Apple will usher in a new era for the company during an event on Monday, marking their largest strategic shift since launching the iPhone in 2007, Bloomberg speculates. When Tim Cook takes the stage, he is expected to unveil not a new gadget or revamped hardware, but rather describe Apple’s deeper push into the digital services space, potentially including movies, television, and even video games.
“This is a pivotal shift for Apple and in our opinion the biggest strategic move since the iPhone was unveiled in 2007,” said Dan Ives, an analyst at Wedbush Securities. “There is massive pressure on Cook and Apple to deliver on services, with streaming content a potential linchpin of growth.”

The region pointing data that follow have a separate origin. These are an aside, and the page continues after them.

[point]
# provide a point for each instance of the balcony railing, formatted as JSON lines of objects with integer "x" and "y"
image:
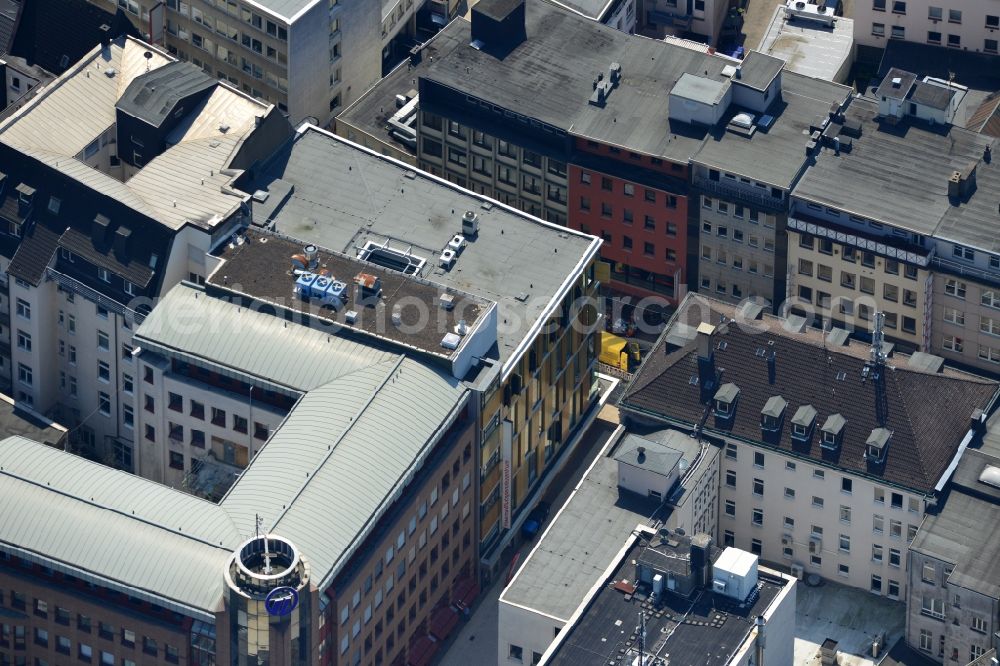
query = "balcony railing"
{"x": 739, "y": 194}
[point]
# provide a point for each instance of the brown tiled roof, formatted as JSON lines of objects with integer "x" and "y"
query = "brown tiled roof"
{"x": 928, "y": 413}
{"x": 986, "y": 119}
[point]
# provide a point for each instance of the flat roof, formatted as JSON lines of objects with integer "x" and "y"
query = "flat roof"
{"x": 898, "y": 175}
{"x": 707, "y": 630}
{"x": 342, "y": 196}
{"x": 182, "y": 185}
{"x": 961, "y": 533}
{"x": 654, "y": 456}
{"x": 579, "y": 544}
{"x": 549, "y": 77}
{"x": 809, "y": 47}
{"x": 261, "y": 267}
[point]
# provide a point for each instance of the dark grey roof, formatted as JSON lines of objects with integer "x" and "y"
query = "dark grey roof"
{"x": 898, "y": 175}
{"x": 55, "y": 34}
{"x": 705, "y": 632}
{"x": 926, "y": 434}
{"x": 549, "y": 77}
{"x": 962, "y": 533}
{"x": 345, "y": 196}
{"x": 655, "y": 457}
{"x": 934, "y": 96}
{"x": 153, "y": 96}
{"x": 35, "y": 252}
{"x": 896, "y": 84}
{"x": 15, "y": 420}
{"x": 9, "y": 10}
{"x": 758, "y": 70}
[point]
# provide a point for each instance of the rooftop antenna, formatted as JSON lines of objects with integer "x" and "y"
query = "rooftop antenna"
{"x": 876, "y": 368}
{"x": 642, "y": 638}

Across major markets in the developed world, sales of Apple’s strongest modern moneymakers — smartphones, computers, and tablets — are down. In response, the company has turned significantly to their existing digital services, including Apple Music and their cloud storage solutions.
Bloomberg predicts that Apple’s digital pivot could resemble Amazon’s Prime offering, delivering a suite of digital services in a single package that could include a range of things including news, music, movies, and video games. Apple has previously discussed the possibility of making such services available at a discounted rate when bundled together.
“If Apple executes with minimal speed bumps and aggressively acquires content, given the company’s massive installed base and unmatched brand loyalty we believe reaching 100 million subscriptions in the medium term (3 to 5 years) is a realistic goal that could translate into a $7 billion to $10 billion annual revenue stream over time,” Ives said in a message to investors.
Of all the possible components of a digital services menu from Apple, the long shot of the bunch may be the video game subscription, as it would most significantly require a reinvention of current norms and distribution models. According to unnamed sources, however, Apple has been in talks with a number of potential gaming partners in pursuit of a premium gaming subscription model. The subscription would reportedly focus on existing hardware like iPhones and iPads, giving customers the ability to access a variety of premium games on the platform for a monthly fee.
Similar to existing digital subscriptions, Apple would collect that revenue and share it with game developers, with one source indicating that developers could earn a larger share of the fees based on how much time users spent on their games in particular.
One looming question is whether these services will be open to the marketplace in general or limited to Apple’s devices, a major strategic consideration that the company and competitors continue to navigate as lines blur between hardware, software, and services.